Chef : Kathy Bernard
Dans cette section, on se consacre avant tout à la mise au point de techniques d’identification rapide des bactéries atypiques. Par exemple, la Section de bactériologie spéciale a procédé à l’analyse des lettres contaminées par le bacille du charbon en 2001 et a participé au redressement à la suite du tsunami qui a frappé l’Asie en 2005. L’équipe peut contribuer à la préparation et aux interventions d’urgence en cas de désastre naturel ou provoqué de façon délibérée.
La Section, qui existe depuis 35 ans, mène des recherches et offre des services de référence nationaux et internationaux relativement à une grande variété de bactéries rares, difficiles à identifier, considérées comme de nouveaux pathogènes pour l’humain ou n’ayant jamais été associées auparavant à des maladies humaines.

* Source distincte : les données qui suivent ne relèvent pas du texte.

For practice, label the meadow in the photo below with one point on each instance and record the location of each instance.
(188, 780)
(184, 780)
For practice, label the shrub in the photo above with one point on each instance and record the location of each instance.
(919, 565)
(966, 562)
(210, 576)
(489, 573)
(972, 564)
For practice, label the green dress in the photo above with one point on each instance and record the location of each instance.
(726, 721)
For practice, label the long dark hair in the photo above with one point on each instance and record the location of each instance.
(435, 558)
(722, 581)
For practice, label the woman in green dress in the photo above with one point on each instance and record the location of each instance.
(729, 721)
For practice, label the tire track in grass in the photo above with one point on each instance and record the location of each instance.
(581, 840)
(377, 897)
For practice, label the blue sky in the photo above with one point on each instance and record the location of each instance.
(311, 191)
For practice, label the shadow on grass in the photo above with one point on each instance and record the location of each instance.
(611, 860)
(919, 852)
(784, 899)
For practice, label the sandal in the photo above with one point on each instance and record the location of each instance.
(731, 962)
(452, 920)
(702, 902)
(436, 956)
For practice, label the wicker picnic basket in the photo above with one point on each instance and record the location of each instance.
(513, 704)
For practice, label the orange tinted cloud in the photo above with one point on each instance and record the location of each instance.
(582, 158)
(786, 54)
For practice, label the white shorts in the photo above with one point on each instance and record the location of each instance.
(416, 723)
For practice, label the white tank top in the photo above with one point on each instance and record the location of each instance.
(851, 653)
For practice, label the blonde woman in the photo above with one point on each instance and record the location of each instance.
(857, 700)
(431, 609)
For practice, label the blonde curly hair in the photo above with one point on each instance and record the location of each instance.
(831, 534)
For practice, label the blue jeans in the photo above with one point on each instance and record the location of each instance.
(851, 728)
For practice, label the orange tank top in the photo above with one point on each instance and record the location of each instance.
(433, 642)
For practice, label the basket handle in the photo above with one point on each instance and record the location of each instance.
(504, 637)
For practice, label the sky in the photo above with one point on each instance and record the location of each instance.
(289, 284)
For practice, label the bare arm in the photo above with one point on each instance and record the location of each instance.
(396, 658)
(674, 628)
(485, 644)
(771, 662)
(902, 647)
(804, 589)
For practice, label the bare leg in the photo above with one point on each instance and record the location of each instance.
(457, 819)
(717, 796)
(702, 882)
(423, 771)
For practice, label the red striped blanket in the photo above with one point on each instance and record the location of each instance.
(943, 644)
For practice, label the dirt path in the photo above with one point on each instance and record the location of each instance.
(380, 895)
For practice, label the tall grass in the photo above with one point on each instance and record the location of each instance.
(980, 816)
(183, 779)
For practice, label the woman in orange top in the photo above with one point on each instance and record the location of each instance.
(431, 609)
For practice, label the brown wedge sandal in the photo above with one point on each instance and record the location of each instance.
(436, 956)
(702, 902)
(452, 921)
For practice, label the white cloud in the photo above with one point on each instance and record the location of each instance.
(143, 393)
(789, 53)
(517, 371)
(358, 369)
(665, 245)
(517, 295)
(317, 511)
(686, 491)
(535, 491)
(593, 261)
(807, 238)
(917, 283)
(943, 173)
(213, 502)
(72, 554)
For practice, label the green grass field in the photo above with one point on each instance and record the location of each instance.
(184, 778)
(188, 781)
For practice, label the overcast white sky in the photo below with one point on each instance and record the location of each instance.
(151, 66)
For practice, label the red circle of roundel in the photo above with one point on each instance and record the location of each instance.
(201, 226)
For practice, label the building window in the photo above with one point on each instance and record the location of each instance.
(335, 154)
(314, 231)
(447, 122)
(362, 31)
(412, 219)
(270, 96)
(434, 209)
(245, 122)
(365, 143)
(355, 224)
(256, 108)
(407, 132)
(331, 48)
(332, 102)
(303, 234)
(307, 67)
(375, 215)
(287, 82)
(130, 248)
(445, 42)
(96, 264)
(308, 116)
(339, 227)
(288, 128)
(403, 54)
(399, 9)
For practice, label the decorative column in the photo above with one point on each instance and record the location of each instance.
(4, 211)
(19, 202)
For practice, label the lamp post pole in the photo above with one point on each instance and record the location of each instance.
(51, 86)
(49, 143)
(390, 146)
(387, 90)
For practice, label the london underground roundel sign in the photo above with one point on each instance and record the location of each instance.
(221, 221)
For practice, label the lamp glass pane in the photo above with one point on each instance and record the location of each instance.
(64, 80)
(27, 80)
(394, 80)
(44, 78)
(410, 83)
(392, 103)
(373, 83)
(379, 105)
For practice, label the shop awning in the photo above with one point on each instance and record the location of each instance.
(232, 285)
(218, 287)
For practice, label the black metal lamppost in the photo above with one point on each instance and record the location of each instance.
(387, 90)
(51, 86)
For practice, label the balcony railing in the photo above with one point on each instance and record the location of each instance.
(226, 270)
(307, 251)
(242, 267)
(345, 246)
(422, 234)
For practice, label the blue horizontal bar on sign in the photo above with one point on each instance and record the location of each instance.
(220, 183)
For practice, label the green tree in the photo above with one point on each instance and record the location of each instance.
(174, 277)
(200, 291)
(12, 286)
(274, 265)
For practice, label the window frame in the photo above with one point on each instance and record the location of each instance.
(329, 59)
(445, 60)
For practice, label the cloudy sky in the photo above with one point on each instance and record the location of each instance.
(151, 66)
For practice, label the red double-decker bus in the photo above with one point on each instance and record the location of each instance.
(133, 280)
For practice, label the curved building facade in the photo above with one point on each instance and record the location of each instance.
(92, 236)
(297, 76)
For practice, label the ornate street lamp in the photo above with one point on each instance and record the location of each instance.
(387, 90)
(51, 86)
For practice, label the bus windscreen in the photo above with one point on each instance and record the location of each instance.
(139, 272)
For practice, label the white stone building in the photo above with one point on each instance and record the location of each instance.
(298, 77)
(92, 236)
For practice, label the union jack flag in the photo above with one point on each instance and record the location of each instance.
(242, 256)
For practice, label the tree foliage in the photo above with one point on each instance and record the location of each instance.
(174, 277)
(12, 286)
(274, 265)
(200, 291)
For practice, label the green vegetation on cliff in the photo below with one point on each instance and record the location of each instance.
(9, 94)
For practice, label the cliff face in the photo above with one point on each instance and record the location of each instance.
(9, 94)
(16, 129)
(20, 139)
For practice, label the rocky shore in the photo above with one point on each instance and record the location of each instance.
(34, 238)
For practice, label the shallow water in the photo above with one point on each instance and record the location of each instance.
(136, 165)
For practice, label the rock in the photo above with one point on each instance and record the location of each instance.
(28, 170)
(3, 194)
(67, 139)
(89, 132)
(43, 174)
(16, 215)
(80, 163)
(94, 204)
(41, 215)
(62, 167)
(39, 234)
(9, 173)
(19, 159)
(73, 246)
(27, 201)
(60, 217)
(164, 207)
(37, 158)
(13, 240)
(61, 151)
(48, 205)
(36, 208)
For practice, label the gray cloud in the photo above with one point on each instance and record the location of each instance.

Ces efforts se sont traduits par des descriptions de nouveaux genres et de nouvelles espèces, de nouvelles observations modifiant les descriptions de taxons existants, l’établissement de liens entre des bactéries auparavant considérées comme « non pathogènes » et des maladies humaines ainsi que des invitations à écrire des articles sur ces sujets. On a témoigné à Kathy Bernard une reconnaissance internationale en nommant la bactérie Arcanobacterium bernardiae en son honneur.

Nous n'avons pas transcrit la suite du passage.